2 · Compute Engine MIG + Load Balancer
Terraform snippet
resource "google_compute_instance_template" "ml" {
name = "ml-template"
machine_type= "e2-micro"
metadata_startup_script = <<-SH
#!/bin/bash
cd /var/www/myapp
git pull
composer install --no-dev --optimize-autoloader
php vendor/bin/ml migrate --env=prod
systemctl restart php-fpm nginx
SH
disk {
source_image = "projects/debian-cloud/global/images/family/debian-12"
auto_delete = true
boot = true
}
}
resource "google_compute_region_instance_group_manager" "ml" {
name = "ml-group"
base_instance_name = "ml"
region = "us-central1"
versions {
instance_template = google_compute_instance_template.ml.id
}
target_size = 2
auto_healing_policies {
health_check = google_compute_health_check.app.id
initial_delay_sec = 90
}
}
resource "google_compute_autoscaler" "ml" {
name = "ml-auto"
region = "us-central1"
target = google_compute_region_instance_group_manager.ml.id
autoscaling_policy {
max_replicas = 10
min_replicas = 2
cpu_utilization {
target = 0.6
}
}
}
Horizontal scaling based on average CPU ≥ 60 %.
Put a Global HTTP(S) Load Balancer in front; health check hits /healthz.
3 · GKE with HorizontalPodAutoscaler
apiVersion: apps/v1
kind: Deployment
metadata:
name: ml
spec:
replicas: 2
selector:
matchLabels: app: ml
template:
metadata:
labels:
app: ml
spec:
containers:
- name: php
image: gcr.io/myproj/ml:1.4.0
ports: [{ containerPort: 8080 }]
resources:
requests: { cpu: "100m", memory: "128Mi" }
limits: { cpu: "500m", memory: "512Mi" }
---
apiVersion: autoscaling/v2
kind: HorizontalPodAutoscaler
metadata:
name: ml-hpa
spec:
scaleTargetRef:
apiVersion: apps/v1
kind: Deployment
name: ml
minReplicas: 2
maxReplicas: 15
metrics:
- type: Resource
resource:
name: cpu
target:
type: Utilization
averageUtilization: 60
Scales pods between 2 and 15 based on CPU.

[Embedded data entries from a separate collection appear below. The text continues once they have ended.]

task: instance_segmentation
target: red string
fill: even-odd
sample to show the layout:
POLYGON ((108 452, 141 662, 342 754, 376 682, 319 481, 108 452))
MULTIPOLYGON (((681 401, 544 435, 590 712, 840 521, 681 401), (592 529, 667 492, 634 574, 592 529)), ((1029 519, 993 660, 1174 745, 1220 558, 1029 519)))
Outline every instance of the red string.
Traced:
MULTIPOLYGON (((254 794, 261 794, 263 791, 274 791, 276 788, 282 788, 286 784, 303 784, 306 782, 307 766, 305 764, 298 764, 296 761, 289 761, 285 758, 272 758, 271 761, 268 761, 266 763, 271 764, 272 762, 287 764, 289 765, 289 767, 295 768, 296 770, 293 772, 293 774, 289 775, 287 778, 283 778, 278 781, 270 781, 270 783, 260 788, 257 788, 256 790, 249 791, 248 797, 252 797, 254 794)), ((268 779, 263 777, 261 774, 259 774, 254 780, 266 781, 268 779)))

Add Prometheus metrics + Custom Metrics API if you prefer QPS-based scaling (request_per_second).
Use an internal Cloud SQL Proxy sidecar or Cloud SQL Auth Proxy to reach managed databases.
4 · Sticky uploads & cache
If you store user-uploaded files or cache to disk, mount Filestore or Cloud Storage FUSE; both are supported in MIGs and GKE. Cloud Run requires Cloud Storage.
5 · Secrets and config
Store runtime secrets in Secret Manager; export via --set-secrets (Cloud Run) or secretEnv (GKE).
Keep .mlc config in your repo, override sensitive keys with env vars (env("DB_PASS")).
JWT private key can live in Secret Manager; mount to /var/secrets/jwt.pem.
6 · Zero-downtime deploys
Platform | Strategy |
---|---|
Cloud Run | Default gradual rollout (traffic‐split) or --revision-suffix $SHA + manual promotes |
MIG | instance_group_manager supports rolling update with minimal-action=REPLACE |
GKE | kubectl rollout restart deployment/ml triggers rolling strategy (configurable maxUnavailable) |
7 · Observability
Signal | GCP product | MonkeysLegion tie-in |
---|---|---|
Metrics | Cloud Monitoring (Prometheus integration) | /metrics endpoint via Telemetry package |
Logs | Cloud Logging | Monolog GoogleCloudLoggingHandler |
Traces | Cloud Trace | OpenTelemetry exporter (community recipe) |
8 · Cost tips
Cloud Run: set idle CPU = off, keep min instances = 0 for side projects.
MIG: Prefer E2-micro for steady low traffic; add preemptible group for bursty tasks.
GKE: Use autopilot or enable cluster autoscaler + spot node pools.